BPBD Sulbar Siaga Penuh Pascabencana Longsor dan Banjir di Mamasa
BPBD Sulbar siaga penuh memantau kondisi pascabencana longsor dan banjir yang melanda Mamasa dan Polewali Mandar, menyusul intensitas hujan tinggi yang menyebabkan tanah labil dan merusak rumah warga.
Badan Penanggulangan Bencana Daerah (BPBD) Provinsi Sulawesi Barat terus menunjukkan kesiapsiagaan tinggi. Mereka secara aktif memantau kondisi pascabencana longsor dan banjir yang melanda sebagian wilayah Kabupaten Mamasa dan Polewali Mandar. Kesiapsiagaan ini penting untuk memastikan respons cepat jika terjadi kejadian lebih lanjut.
Muhammad Yasir Fattah, Kepala Pelaksana Harian BPBD Sulbar, menegaskan komitmen lembaganya. Ia menyatakan bahwa BPBD Sulbar tetap bersiaga 24 jam penuh dan siap turun ke lapangan. Kesiapan ini berlaku apabila terdapat permohonan bantuan dari pemerintah kabupaten atau penetapan status tanggap darurat.
Bencana banjir dan longsor di dua kabupaten Sulawesi Barat ini dipicu oleh intensitas hujan tinggi. Curah hujan yang berlangsung cukup lama menyebabkan kondisi tanah menjadi labil dan rentan. Kondisi ini meningkatkan risiko bencana di wilayah tersebut.
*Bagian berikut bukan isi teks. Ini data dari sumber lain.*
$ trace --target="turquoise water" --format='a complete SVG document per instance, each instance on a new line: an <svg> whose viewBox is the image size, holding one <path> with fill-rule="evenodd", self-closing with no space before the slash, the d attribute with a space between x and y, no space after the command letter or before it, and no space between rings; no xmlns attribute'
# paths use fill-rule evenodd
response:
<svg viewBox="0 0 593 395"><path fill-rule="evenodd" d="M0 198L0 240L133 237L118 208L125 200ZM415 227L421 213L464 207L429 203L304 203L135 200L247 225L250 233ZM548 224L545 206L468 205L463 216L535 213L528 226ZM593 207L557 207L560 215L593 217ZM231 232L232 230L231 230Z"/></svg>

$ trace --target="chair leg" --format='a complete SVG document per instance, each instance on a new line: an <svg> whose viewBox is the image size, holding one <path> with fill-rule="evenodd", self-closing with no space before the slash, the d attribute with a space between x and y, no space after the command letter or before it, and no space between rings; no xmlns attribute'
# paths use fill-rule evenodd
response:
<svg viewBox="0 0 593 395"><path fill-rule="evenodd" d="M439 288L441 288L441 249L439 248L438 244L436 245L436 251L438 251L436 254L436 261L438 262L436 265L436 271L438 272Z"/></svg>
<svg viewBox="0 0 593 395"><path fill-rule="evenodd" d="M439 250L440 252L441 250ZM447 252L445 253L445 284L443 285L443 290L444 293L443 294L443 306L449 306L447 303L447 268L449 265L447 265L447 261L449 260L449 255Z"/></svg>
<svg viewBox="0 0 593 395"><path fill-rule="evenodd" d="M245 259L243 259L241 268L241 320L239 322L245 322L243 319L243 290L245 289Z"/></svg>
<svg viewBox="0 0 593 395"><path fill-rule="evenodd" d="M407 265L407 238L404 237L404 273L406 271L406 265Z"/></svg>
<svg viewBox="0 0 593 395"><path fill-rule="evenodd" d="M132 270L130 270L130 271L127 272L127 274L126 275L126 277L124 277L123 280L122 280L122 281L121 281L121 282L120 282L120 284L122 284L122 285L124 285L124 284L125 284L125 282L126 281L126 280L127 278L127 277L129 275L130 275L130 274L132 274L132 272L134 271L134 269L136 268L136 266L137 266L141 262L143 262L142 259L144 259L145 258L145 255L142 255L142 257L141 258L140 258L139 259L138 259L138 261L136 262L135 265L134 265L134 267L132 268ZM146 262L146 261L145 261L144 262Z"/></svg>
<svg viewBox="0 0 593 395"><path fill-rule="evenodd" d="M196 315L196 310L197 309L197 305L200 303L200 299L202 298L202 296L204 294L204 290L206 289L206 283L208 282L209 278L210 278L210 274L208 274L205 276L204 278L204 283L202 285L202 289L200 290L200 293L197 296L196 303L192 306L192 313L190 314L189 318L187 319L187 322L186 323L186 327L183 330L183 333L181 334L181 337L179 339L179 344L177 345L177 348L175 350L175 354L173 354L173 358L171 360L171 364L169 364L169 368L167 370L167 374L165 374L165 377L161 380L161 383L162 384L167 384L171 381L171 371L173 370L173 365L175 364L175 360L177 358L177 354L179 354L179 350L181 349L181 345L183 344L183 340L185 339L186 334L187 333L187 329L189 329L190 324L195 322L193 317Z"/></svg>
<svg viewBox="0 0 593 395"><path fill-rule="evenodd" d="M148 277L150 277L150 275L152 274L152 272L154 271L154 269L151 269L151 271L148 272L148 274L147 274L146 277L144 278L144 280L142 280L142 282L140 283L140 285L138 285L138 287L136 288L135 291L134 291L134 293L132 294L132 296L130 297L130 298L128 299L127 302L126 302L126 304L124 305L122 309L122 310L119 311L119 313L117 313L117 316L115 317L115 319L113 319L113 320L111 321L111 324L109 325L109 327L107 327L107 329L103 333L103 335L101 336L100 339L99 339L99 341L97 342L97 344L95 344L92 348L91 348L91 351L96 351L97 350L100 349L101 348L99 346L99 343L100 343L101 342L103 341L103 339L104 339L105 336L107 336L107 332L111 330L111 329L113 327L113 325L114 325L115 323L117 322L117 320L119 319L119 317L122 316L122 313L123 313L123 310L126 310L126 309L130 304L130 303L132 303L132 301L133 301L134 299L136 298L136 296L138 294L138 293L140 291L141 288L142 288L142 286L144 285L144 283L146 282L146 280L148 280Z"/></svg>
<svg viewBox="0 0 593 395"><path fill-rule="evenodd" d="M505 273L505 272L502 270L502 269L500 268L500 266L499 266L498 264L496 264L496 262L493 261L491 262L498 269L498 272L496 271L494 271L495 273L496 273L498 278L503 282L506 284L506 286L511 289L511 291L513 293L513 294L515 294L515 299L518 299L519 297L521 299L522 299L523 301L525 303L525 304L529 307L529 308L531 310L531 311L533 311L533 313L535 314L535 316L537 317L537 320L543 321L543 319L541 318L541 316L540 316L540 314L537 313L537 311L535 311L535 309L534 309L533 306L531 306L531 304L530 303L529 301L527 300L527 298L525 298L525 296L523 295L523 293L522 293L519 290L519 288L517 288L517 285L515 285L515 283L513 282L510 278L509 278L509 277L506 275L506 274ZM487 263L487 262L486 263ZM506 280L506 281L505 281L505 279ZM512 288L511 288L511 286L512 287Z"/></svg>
Dampak Kerusakan Akibat Bencana di Mamasa
Berdasarkan laporan dari BPBD Kabupaten Mamasa, hujan deras yang mengguyur wilayah Kecamatan Aralle mengakibatkan banjir dan longsor. Material longsor yang terbawa arus sungai yang deras masuk ke permukiman warga. Kejadian ini menyebabkan kerusakan signifikan pada sejumlah rumah penduduk.
Akibat bencana tersebut, tercatat tiga unit rumah warga mengalami rusak berat. Selain itu, dua unit rumah lainnya mengalami rusak sedang, dan dua unit rumah mengalami rusak ringan. Total ada tujuh unit rumah yang terdampak langsung oleh bencana ini.
Sebanyak tujuh kepala keluarga atau 23 jiwa terdampak dalam kejadian di Aralle. Mereka memilih untuk mengungsi sementara ke rumah keluarga masing-masing. Pengungsian dilakukan sambil menunggu kondisi di lokasi bencana dinyatakan aman dan memungkinkan untuk kembali.
BPBD Kabupaten Mamasa telah menurunkan Tim Reaksi Cepat (TRC) untuk penanganan awal. Tim ini bertugas melakukan pemantauan dan pendataan di lokasi bencana. Mereka bekerja sama dengan Tagana Kabupaten Mamasa untuk memastikan data yang akurat dan penanganan yang efektif.
Kewaspadaan dan Penanganan Bencana di Sulawesi Barat
Selain kejadian di Mamasa, laporan awal juga mencatat insiden tanah longsor di Dusun Katimbang, Desa Katimbang. Lokasi ini berada di Kecamatan Matangnga, Kabupaten Polewali Mandar. Longsor sepanjang kurang lebih 70 meter tersebut menyebabkan kerusakan pada empat rumah warga.
Dari empat rumah yang terdampak di Polewali Mandar, dua rumah dilaporkan mengalami rusak ringan. Sementara itu, dua rumah lainnya mengalami kerusakan parah. BPBD masih terus berkoordinasi dengan aparat setempat untuk menentukan langkah penanganan lanjutan yang diperlukan.
Muhammad Yasir Fattah mengimbau masyarakat, khususnya yang tinggal di wilayah rawan bencana, untuk meningkatkan kewaspadaan. Curah hujan yang masih tinggi dalam beberapa hari terakhir menjadi alasan utama imbauan ini. Peningkatan kewaspadaan diharapkan dapat mengurangi risiko dampak bencana.
Untuk kejadian di Aralle, Mamasa, laporan resmi sudah diterima dan bantuan telah bergerak ke lokasi. BPBD Sulbar juga telah menurunkan dua orang tim asesmen untuk evaluasi lebih lanjut. Sementara itu, kejadian lain masih dalam tahap asesmen dan belum dapat dirilis secara resmi.